Building on prior success, the ALPHA Plus initiative seeks to train 100,000 stakeholders by 2025 in skills that will increase animal health and farmers’ livelihoods. Notably, the training is intentional about gender diversity and will provide women-led, female-only training courses with flexible schedules to accommodate the other responsibilities of women in that region.
Female farmers in sub-Saharan Africa typically experience lower rates of productivity than their male counterparts, according to a 2019 policy brief by the UN. This research also proves that the gender gap in productivity is primarily due to inequitable access to agricultural inputs, including family labor, high-yield crops, pesticides, and fertilizer. Yet women are essential providers for their families, both in subsistence farming and cash crops. 60% of employed women in the region work as farmers, according to a Landesa report.
Zoetis backs up this commitment to women with equity within its corporate roles as well. For at least two years running, the company landed a spot on Seramount’s top 10 list of companies for executive women, as measured by succession planning, profit-and-loss roles, gender pay parity, support programs, and flexibility programs.

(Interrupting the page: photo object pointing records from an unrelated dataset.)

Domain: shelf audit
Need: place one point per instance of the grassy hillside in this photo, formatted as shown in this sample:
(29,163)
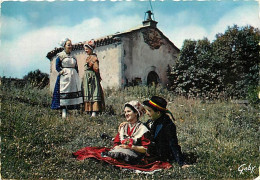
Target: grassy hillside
(217,137)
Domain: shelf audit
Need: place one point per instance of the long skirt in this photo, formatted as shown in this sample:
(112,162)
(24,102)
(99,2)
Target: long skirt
(92,92)
(67,91)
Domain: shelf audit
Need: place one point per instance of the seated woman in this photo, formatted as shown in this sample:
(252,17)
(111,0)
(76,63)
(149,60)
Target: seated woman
(130,144)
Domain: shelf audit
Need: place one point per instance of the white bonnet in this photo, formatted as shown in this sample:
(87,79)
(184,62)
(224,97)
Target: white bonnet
(137,106)
(63,41)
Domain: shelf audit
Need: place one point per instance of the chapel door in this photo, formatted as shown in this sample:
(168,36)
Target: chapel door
(152,78)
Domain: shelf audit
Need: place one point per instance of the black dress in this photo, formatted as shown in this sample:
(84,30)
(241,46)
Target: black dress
(164,142)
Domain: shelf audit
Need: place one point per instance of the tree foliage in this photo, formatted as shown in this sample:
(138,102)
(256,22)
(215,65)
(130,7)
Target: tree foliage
(37,78)
(227,67)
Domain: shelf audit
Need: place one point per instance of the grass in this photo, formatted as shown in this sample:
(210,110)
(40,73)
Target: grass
(216,137)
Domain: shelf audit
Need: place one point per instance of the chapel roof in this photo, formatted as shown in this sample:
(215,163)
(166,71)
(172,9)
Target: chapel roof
(111,39)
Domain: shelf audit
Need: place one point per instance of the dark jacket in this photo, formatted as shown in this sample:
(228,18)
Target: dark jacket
(164,143)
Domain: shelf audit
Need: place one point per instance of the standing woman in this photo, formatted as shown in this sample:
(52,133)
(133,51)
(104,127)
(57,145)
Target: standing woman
(67,91)
(92,90)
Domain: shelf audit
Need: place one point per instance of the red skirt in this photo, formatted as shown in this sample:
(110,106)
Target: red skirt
(95,152)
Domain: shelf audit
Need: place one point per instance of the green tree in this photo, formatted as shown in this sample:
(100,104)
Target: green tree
(236,56)
(226,67)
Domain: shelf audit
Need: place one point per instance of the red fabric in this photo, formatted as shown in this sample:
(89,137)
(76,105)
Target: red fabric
(95,152)
(130,132)
(144,141)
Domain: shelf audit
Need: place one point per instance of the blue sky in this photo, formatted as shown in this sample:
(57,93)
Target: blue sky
(29,30)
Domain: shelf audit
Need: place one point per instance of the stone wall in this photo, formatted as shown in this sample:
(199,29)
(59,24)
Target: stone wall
(142,56)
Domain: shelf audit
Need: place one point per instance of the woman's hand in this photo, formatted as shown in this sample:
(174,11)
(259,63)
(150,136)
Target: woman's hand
(124,146)
(121,125)
(62,72)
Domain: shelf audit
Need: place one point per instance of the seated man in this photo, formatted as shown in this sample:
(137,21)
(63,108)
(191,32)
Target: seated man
(164,142)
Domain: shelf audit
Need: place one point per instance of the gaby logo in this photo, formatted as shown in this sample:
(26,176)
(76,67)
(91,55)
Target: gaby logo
(244,168)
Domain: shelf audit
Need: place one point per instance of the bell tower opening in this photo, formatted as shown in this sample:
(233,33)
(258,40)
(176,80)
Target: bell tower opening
(152,78)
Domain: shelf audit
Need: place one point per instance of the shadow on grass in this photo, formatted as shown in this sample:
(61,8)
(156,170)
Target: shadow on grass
(190,157)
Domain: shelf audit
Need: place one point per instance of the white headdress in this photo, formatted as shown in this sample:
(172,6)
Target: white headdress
(63,42)
(137,106)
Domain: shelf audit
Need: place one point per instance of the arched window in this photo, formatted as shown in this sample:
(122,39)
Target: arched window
(152,78)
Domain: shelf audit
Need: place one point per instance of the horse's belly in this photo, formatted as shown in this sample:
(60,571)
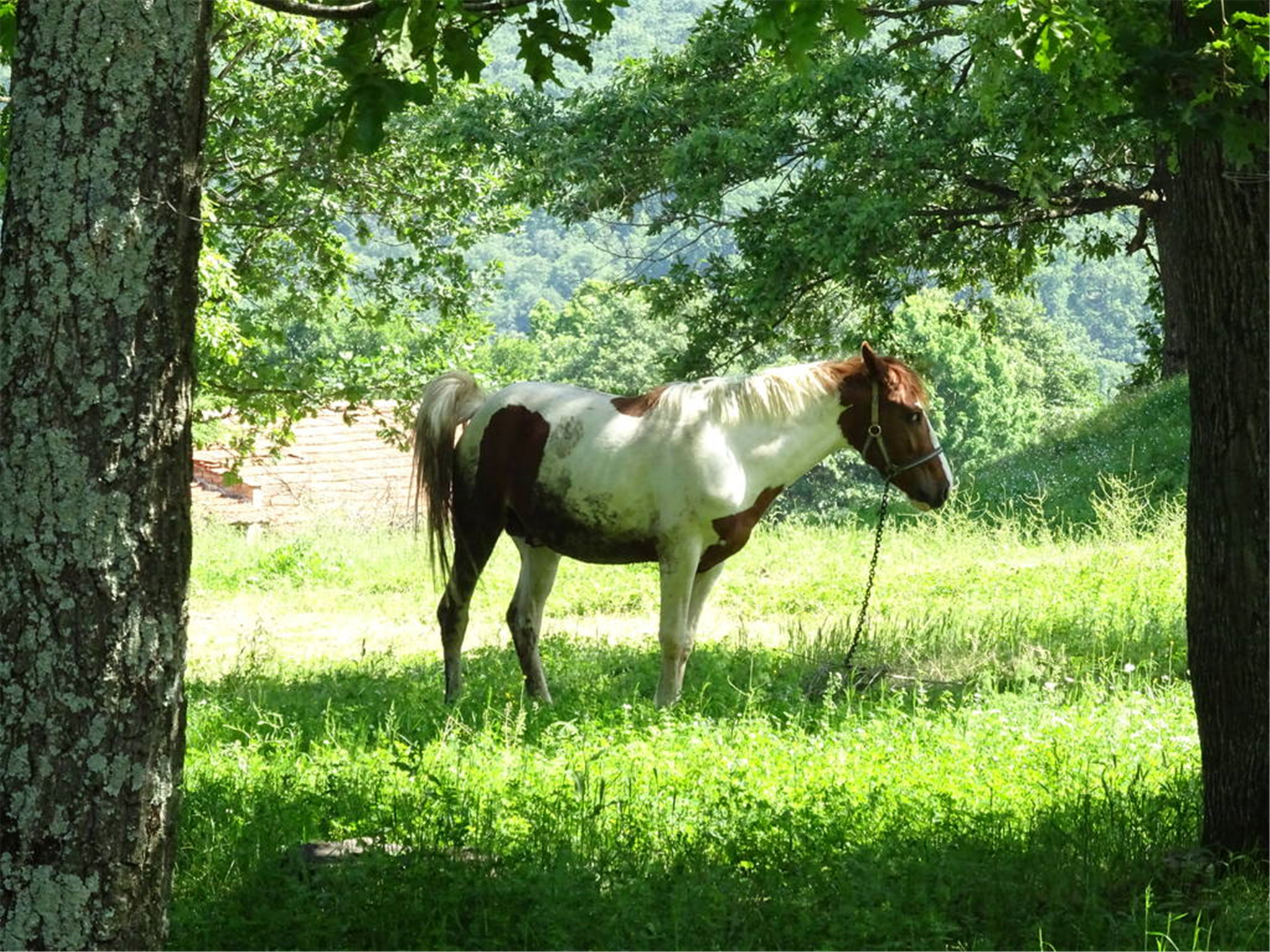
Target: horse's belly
(592,530)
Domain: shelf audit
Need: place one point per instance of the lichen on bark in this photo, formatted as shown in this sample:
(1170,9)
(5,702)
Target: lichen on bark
(97,295)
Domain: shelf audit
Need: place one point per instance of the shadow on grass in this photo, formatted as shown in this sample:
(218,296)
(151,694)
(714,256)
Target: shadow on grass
(799,881)
(744,870)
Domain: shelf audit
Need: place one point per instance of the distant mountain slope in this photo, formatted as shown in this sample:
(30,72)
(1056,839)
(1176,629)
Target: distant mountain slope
(1142,438)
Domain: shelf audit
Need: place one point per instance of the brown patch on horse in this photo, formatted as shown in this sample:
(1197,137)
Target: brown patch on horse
(734,530)
(511,454)
(855,392)
(566,531)
(638,405)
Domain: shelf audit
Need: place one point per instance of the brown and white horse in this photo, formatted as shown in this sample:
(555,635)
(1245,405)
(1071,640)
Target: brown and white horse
(676,477)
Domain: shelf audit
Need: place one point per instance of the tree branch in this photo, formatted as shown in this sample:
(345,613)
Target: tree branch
(323,12)
(882,13)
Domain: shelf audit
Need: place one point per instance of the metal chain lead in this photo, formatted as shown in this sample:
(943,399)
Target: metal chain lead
(873,571)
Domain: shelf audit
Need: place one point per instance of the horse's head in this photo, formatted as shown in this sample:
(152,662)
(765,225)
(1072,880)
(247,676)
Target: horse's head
(886,419)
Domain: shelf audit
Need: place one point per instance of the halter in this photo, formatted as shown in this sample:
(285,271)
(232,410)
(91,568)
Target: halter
(892,470)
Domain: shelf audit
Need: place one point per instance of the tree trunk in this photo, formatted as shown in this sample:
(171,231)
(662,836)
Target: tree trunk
(98,273)
(1226,282)
(1173,252)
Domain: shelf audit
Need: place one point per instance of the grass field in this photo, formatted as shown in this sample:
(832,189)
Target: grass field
(1024,775)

The ALPHA Plus initiative will also focus on solutions to increase fish production in Lake Victoria and Lake Volta by evaluating the veterinary and productivity requirements of small-scale fish producers in the region. In particular, tilapia provides vital food security to a rapidly growing and urbanizing population, yet fishermen from top-producing countries report a decrease in supply, likely due to climate change. Considered a “democratic fish” due to its affordability, tilapia is mostly locally consumed, according to the Food and Agriculture Organization of the United Nations.
The initiative will continue to provide access to veterinary products, diagnostic tools, and distribution networks. Zoetis is prioritizing the development of distribution and training models for the so-called ‘last mile’ networks, which aim at extending the delivery of medicines even to the most rural of communities. For many farmers, agro/drug shops are key resources for preventing widespread disease and increasing herd sustainability. This investment in the last mile provides certified training courses and cold-chain improvement to prevent damaged products as a result of power supply issues.
“Access to medicines and technology will help farmers raise healthier animals, improve productivity, and secure more sustainable revenue, which is critical to the economic development and well-being of the region and its population,” said Kristin Peck, CEO of Zoetis.
Zoetis launched its first sustainability initiative, Driven to Care, in 2021, and has since followed up its commitment with a sustainability report released in June 2022. Inside, the company updated its climate goals to include both 100% renewably sourced energy and carbon-neutral operations by 2030. The report is aligned with the United Nations Sustainable Development Goals (UN SDGs) and outlines how they will match these to their three pillars: communities, animals, and planet.
Fortunately, Zoetis is on track to achieve another year of operational growth, after growing revenue by 8% in 2022. This year, the company aims for full-year operational growth of 6% to 8%.
“Looking ahead, we are well-positioned with the strategy and capabilities to expand in large and growing product areas like parasiticides, dermatology products, monoclonal antibodies, vaccines, and diagnostics, while still investing in comprehensive solutions across the continuum of animal care,” said Peck. “We are committed to continuing our track record of value creation and above-market performance even in the face of today’s economic uncertainty.”